The standard redundant Redis solution is to run master/slave replication with Sentinel managing the failover. This is expected to be followed up with either a) Client support and use of Sentinel to discover the current master or b) A TCP proxy in front of the Redis pod which is managed by Sentinel to point to the master. The former is the ways Redis Sentinel is designed and the latter is a growing trend – and the way ObjectRocket Redis is configured.
The effects of failover on commands in Redis
For the vast majority of Redis operations this works as expected. On a failover the client code is expected to detect the connection has failed and either a) look up the current master and reconnect or b) attempt a reconnect based on the scenarios mentioned above. The proxy based scenario is also identical to a Redis server restart so this is also applicable to a case where you have a single instance Redis which can be restarted.

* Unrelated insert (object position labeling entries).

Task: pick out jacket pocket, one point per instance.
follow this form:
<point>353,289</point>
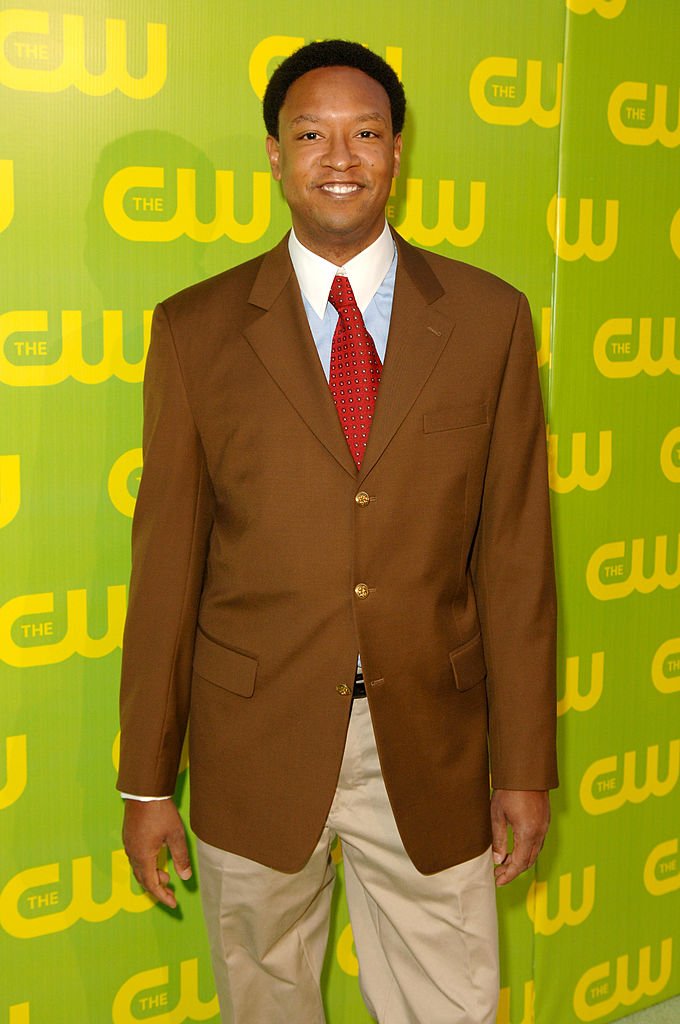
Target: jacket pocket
<point>454,418</point>
<point>468,664</point>
<point>232,670</point>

However a small handful of Redis commands are long-term blocking or non-atomic. The PUBSUB subscribe and psubscribe commands are non-atomic in that the command will register it’s request to have any messages sent to the given channel(s) sent to it as well, but the actual data can arrive much later – ie. after it is published. The BL* commands are long-term and two phase commands in that like the subscribe commands they will block and not return until an item is available in the list to be removed.
A key commonality between these commands is that they are issued and a form of registration is done on the server, but the data can come later. In between the command being issued and the server having data to reply with failovers and restarts can occur. In the case of a restart or a failover the “registration” is no longer on the server. This brings us to the question of what happens regarding these commands in these scenarios.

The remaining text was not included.